Die "id" ist nach Ausführung immer -1, was bedeutet, dass es nicht geklappt hat. Kann mir jemand sagen wo das Problem liegt? komme einfach nicht drauf... Danke schonmal 

Edit: Außerdem sagt LogCat mir, dass es die Tabelle "test" nicht gibt, was aber nicht stimmt.


----------



## diel2001 (19. Jun 2012)

Groß- und kleinschreibung beachtet?


----------



## Bolle52 (19. Jun 2012)

undertaker hat gesagt.:


> Hallo zusammen,
> 
> ich habe eine SQLite Datenbank mit der Tabelle "test". Diese hat zwei Spalten, "feld1" und "feld2". Ich möchte jetzt die Tabelle mit insert füllen und will das folgendermaßen machen:
> 
> ...



Benutz mal anstatt der insert Methode die insertOrThrow methode, fang die Exception ab und poste die Exception mal.


----------



## undertaker (19. Jun 2012)

@diel2001:

Ja, hab schon mehrmals überprüft ob alles richtig geschrieben ist.

@Bolle52:

Also ich bekomme das hier: 


> 06-19 13:06:06.449: I/SqliteDatabaseCpp(29331): sqlite returned: error code = 1, msg = no such table: test, db=/data/data/packagename/databases/locdb.sqlite



und als Exception die hier:


> 06-19 13:07:07.129: W/System.err(29331): android.database.sqlite.SQLiteException: no such table: test: , while compiling: INSERT INTO text(feld1,feld2) VALUES (?,?)

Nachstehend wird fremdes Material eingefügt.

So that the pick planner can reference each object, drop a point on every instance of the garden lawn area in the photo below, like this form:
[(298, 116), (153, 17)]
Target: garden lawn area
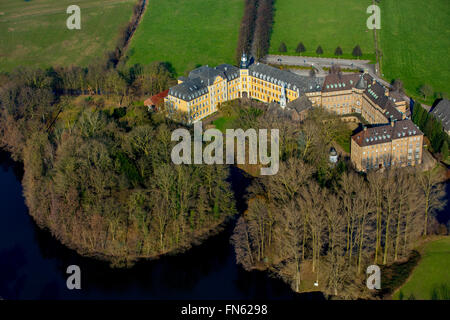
[(431, 274), (188, 33), (323, 22), (223, 123), (415, 41), (34, 33)]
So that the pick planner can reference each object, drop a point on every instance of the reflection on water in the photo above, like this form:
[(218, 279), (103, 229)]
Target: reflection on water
[(33, 263)]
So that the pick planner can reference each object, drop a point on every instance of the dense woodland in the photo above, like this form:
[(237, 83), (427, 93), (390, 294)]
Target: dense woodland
[(102, 180), (432, 127), (315, 222)]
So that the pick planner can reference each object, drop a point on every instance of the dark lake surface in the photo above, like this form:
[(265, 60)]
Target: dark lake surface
[(33, 264)]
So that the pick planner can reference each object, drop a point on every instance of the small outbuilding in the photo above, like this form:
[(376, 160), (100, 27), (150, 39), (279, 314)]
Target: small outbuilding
[(155, 102)]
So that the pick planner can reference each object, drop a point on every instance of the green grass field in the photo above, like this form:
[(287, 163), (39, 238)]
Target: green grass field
[(432, 272), (415, 41), (34, 33), (188, 33), (325, 23)]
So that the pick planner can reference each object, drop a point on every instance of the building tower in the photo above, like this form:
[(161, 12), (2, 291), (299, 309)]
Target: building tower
[(244, 61), (283, 101)]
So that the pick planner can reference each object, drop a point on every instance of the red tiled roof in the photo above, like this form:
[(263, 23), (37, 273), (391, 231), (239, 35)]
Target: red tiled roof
[(156, 99)]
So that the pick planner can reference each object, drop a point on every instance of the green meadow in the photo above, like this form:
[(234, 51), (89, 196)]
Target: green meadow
[(322, 22), (431, 278), (415, 41), (187, 33), (34, 33)]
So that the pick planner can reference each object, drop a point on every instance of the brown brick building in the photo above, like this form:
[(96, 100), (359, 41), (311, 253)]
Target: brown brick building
[(396, 144)]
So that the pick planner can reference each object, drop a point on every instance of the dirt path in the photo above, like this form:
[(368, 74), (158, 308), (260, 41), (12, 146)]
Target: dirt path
[(135, 26)]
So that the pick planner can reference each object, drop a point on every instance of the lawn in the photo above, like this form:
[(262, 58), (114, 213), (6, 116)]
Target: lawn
[(223, 123), (415, 41), (323, 22), (188, 33), (34, 33), (431, 274)]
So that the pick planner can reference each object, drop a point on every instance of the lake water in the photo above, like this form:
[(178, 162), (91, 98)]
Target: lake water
[(33, 264)]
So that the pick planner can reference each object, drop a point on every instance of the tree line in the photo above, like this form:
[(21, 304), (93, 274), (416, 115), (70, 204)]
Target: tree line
[(356, 52), (255, 29), (315, 222), (432, 128), (102, 186)]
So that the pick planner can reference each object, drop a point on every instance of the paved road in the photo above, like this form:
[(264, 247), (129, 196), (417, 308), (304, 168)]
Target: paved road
[(320, 63)]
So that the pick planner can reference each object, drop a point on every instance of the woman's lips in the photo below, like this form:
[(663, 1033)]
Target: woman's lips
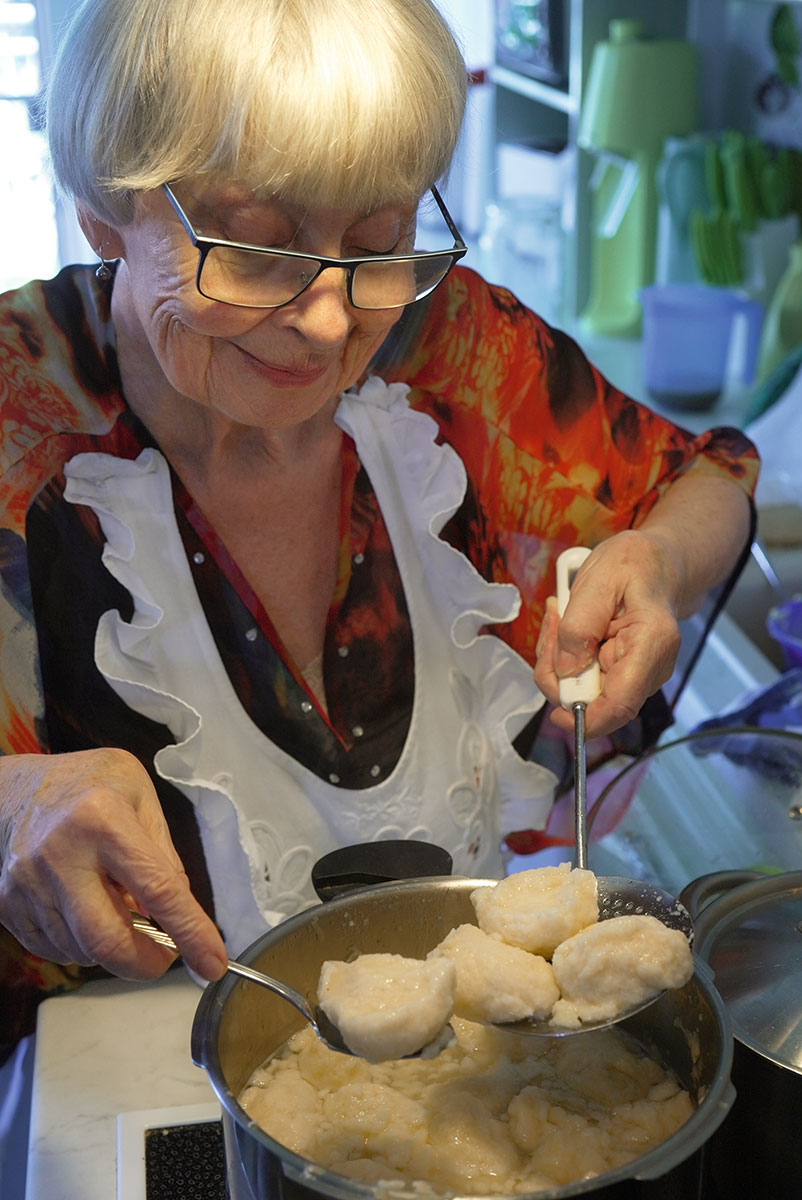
[(286, 376)]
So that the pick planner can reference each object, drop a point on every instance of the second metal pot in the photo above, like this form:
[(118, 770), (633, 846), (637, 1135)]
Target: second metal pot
[(748, 928)]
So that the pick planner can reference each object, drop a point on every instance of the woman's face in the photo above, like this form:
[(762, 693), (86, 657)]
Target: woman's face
[(267, 367)]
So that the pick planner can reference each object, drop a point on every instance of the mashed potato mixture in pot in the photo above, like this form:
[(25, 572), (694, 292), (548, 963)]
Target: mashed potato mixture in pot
[(495, 1113)]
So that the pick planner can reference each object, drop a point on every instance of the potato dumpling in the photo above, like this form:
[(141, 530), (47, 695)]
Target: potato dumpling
[(538, 909), (616, 965), (496, 982), (387, 1006)]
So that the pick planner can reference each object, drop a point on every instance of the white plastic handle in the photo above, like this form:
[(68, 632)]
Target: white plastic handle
[(585, 687)]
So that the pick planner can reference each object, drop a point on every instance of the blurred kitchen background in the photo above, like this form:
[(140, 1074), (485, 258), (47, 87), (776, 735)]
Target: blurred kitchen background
[(632, 169)]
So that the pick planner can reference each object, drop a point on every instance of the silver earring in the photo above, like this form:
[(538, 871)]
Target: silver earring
[(102, 271)]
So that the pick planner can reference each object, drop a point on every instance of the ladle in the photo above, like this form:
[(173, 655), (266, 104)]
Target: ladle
[(617, 897), (325, 1030)]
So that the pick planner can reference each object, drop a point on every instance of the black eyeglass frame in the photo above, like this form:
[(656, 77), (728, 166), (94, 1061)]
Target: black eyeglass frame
[(205, 245)]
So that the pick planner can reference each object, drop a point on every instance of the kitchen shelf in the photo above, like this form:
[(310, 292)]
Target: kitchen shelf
[(531, 112), (533, 89)]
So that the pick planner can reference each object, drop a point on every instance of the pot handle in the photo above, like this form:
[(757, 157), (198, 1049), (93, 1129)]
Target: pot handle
[(377, 862), (698, 893)]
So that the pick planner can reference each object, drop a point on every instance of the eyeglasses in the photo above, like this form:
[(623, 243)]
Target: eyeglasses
[(263, 277)]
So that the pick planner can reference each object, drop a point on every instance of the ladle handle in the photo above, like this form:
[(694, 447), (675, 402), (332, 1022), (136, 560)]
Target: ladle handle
[(575, 694), (281, 989), (587, 684)]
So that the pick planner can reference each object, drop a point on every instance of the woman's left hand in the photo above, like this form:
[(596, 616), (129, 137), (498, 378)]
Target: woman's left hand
[(621, 609)]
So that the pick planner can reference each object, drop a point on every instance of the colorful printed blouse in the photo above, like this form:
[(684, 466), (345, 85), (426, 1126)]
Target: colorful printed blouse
[(555, 456)]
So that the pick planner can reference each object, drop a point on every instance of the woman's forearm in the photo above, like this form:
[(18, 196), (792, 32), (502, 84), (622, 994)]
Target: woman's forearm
[(702, 523)]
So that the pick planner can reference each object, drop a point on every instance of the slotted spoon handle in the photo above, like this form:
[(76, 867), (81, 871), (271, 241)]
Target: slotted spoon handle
[(575, 694)]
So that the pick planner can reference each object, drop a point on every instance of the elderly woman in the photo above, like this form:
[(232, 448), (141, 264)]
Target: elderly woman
[(282, 491)]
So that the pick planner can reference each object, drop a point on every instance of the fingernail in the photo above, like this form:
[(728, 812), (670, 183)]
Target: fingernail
[(211, 966), (566, 664)]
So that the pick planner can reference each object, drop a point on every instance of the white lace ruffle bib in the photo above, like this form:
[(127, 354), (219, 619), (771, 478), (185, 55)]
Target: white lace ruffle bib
[(263, 817)]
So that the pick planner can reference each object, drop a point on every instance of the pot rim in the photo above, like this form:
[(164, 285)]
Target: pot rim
[(734, 894), (680, 1146)]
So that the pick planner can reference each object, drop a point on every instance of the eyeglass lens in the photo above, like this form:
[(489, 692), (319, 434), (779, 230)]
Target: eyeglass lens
[(249, 277)]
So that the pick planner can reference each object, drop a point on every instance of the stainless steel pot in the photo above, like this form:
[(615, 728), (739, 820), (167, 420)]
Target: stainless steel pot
[(237, 1026), (748, 927)]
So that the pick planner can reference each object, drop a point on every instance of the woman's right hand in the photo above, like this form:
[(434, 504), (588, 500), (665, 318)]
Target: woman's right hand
[(83, 840)]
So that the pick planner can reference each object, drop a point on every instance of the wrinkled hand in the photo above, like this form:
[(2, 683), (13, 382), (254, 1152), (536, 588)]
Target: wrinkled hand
[(83, 839), (621, 609)]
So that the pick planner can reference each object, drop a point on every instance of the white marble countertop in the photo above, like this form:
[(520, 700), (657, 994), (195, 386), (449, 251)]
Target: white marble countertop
[(108, 1048)]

Liegt der Fehler vielleicht daran, dass ich die Tabelle manuell mit einem SQLite-Database-Viewer erstellt habe und die neue DB nicht auf das Tablett kopiert wird? Ich kann z.B. von der gleichen DB aber von anderen Tabellen wunderbar SELECT's ausführen


----------



## Bolle52 (19. Jun 2012)

Den Grund, warum kein Insert gemacht werden kann, haben wir jetzt gefunden  

Die Frage kann ich dir nicht beantworten warum die Tabelle nicht vorhanden ist, da ich deinen deploymentprozess nicht kenne. 

Was spricht denn dagegen die Tabelle von deiner App selbst anlegen zu lassen?


----------



## HoaX (19. Jun 2012)

Bist du denn an SQLite gebunden? Es gibt so viele schöne in purem Java geschriebene SQL-Datenbanken... h2, hsqldb, derby,... dann lerst du auch gleich JDBC und nicht sowas proprietäres.


----------



## Bolle52 (19. Jun 2012)

HoaX hat gesagt.:


> Bist du denn an SQLite gebunden? Es gibt so viele schöne in purem Java geschriebene SQL-Datenbanken... h2, hsqldb, derby,... dann lerst du auch gleich JDBC und nicht sowas proprietäres.



Mit Android ist er an SQLite gebunden, sofern die App eine embeddedDatabase verwenden soll.


----------



## HoaX (20. Jun 2012)

Bolle52 hat gesagt.:


> Mit Android ist er an SQLite gebunden, sofern die App eine embeddedDatabase verwenden soll.



Oh, hatte garnicht gemerkt dass hier "Mobile Geräte" ist... O


----------



## undertaker (20. Jun 2012)

Okay also der Fehler lag daran, dass das Android-Projekt schon stand und ich einen kleinen Parser integrieren musste der in eine Tabelle schreibt, die mein Vorgänger noch nicht angelegt hatte. Er hat den Code anscheinend so aufgebaut, dass die Datenbank nur einmal aufs Tablett kopiert wird. Wenn ich die App auf dem Tablett deinstalliere und wieder drauflade ist auch die neue Datenbank mit meiner Tabelle vorhanden. Klar hätte man die Tabelle auch von der App selbst anlegen lassen können, aber irgendwie wollte ich doch wissen warum das nicht geklappt hat  Hoffe mal das ich das so richtig verstanden habe und das Problem nicht doch irgendwo anders liegt aber aufjedenfall klappts jetzt. Danke für alle Antworten


----------